Poor 20th century British composers. They spent much of their time looking back to the high Renaissance which was generally considered the last time that England produced great composers. Benjamin Britten had a special fondness for John Dowland, and he wrote his intriguing Lachrymae for viola and string orchestra as homage to the great lutenist. This unusual variations form is almost identical to Nocturnal, a work that Britten wrote for solo guitar. Both pieces put the theme, a Dowland song, at the very end rather than stating it at the start. Bashmet effortlessly tossed aside virtuosic passages while still being able to sound like a consort of viols as the simple, plaintive theme died out.
Now came the string orchestra arrangement of one of the miracles of man – Schubert’s Death and the Maiden. This was everything that the opening Beethoven was not. First off, there were actually differing orchestrations as if the original was not a string work. The players came alive; the audience hung on every phrase and marveled at the impassioned playing and Schubert’s tortured genius. It was not just the jumbo version of the string quartet but an exciting reevaluation. At best, Bashmet is a quirky conductor with erratic beat patterns, yet in this performance he elicited remarkable precision and unanimity of emotion. If this concert were charted on a graph, it would be a sharply ascending line that continued to climb even higher after the final chords of the Schubert.
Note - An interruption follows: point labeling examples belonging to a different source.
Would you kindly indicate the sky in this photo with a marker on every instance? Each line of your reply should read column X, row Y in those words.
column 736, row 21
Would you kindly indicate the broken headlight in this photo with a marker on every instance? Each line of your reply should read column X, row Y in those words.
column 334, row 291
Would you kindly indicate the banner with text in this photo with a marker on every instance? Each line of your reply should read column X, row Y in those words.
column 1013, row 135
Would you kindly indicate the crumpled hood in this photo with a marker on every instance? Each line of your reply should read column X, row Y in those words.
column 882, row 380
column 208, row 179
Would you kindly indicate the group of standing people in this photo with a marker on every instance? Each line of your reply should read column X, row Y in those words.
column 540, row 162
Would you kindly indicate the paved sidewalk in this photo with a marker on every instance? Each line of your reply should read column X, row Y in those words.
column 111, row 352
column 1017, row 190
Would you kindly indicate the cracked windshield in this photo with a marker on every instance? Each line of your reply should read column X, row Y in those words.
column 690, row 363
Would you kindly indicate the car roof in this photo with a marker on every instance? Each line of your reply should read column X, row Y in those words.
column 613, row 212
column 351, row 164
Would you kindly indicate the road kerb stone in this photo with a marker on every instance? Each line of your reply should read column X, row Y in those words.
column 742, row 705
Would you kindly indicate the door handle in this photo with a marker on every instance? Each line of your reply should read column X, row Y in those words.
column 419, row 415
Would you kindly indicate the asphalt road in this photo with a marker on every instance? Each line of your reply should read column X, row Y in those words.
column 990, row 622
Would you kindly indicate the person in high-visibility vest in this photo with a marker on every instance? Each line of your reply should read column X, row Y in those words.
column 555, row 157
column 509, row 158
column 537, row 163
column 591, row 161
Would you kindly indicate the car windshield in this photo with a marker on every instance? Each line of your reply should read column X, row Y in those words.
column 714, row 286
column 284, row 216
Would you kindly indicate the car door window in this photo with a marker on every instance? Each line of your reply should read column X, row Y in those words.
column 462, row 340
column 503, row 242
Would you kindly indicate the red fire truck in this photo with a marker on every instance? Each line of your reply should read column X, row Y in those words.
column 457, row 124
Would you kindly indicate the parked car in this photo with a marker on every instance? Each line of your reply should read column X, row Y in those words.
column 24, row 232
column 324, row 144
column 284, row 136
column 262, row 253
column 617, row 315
The first encore was a hair-raising ride through the Presto of Mozart’s Divertimento in D major. For the first time, smiles appeared on most of the players’ faces as they performed with the innocence of children combined with astoundingly brilliant technique. The evening closed with Mr. Bashmet uttering his first, and only, words: “Alfred Schnittke, polka.” The only way to describe it is a quick trip of heavily, and heavenly Russian soul music.